After 1965, the decade of African new independences was ending very badly. News of dreadful slaughtering in Northern Nigeria reached us in Eastern Cameroon, the less populated Province (around Bertoua, Abong-Mbang, with a few Pigmies in the forest), bordering Congo-Brazza and Central Africa. With Dutch spiritans we were only two Frenchmen, in the Doumé College for teaching our tongue; I was outraged, and approved of the secession of Biafra, at variance (for the first and only time) with my elder, Fr. Bernard Vesval, also a Norman.

In 1971, to teach French still, I was sent to Buea, in English-speaking Cameroon. And from there I could go by motorcycle, at Easter 1974, for my first visit to neighboring Nigeria, still quite devastated by war (roads were still too bad for driving over there by car) ; I was quite warmly welcomed by my Ibos brothers and I met Christians quite alive and energetic in rebuilding their country. It was a great joy for me to receive in February 1975 the proposal to go and teach French in Nigeria, at Ihiala Holy Ghost Juniorate between Onitsha and Owerri, along the Niger River.

I was the first missionary sent to Nigeria after the expulsion, in 1970, of about 200 spiritans and nearly 100 from other Congregations; for they had stayed ministering in Biafra after the secession. For my own part I had to wait nearly one year to get my visa to go there. But what a joy then, these four years spent in this country so new, so dynamic!

The project « Never forget Biafra » in 2013 resounded loud in my memory. But at once I thought of apartheid in South Africa; I was there from 1995 to 98, after the arrival of Nelson Mandela with his proposal of a « Rainbow Nation ». What a dawn for this Country! It had been so tormented by racism for decades, and it could see rising a hope of reconciliation and true peace!

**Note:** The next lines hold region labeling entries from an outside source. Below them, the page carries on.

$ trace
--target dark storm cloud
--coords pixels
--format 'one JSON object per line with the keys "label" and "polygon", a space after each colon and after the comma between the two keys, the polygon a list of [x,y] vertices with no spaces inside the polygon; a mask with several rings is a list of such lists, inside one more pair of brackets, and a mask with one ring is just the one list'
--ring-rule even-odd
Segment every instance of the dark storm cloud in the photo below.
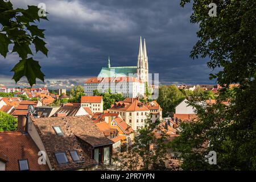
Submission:
{"label": "dark storm cloud", "polygon": [[[23,7],[40,2],[46,5],[49,21],[44,21],[40,27],[47,30],[49,51],[48,58],[40,53],[36,58],[47,80],[60,80],[63,85],[82,84],[82,78],[96,76],[106,66],[109,55],[112,65],[135,65],[142,36],[146,39],[150,72],[159,73],[160,82],[210,82],[206,61],[189,57],[197,40],[197,27],[190,23],[191,6],[181,8],[179,1],[13,2],[15,7]],[[15,55],[9,55],[6,60],[1,57],[1,75],[11,76],[9,71],[17,59]],[[64,82],[69,78],[72,81]]]}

I had seen already in 1975-79 the beginning of a vigorous rebuilding in East Nigeria; I keep remote but marveled memories, amid these Ibos so determined in their projects. I could obtain the visit of « the Little Singers with the Wooden Cross » in Ibo land”. But I keep also the memory of spellbinding Ibo melodies. Sunday Assemblies were very festive celebrations, as in Cameroon ; they were the most beautiful perhaps, with those of Kwa-Zulu Natal in South Africa.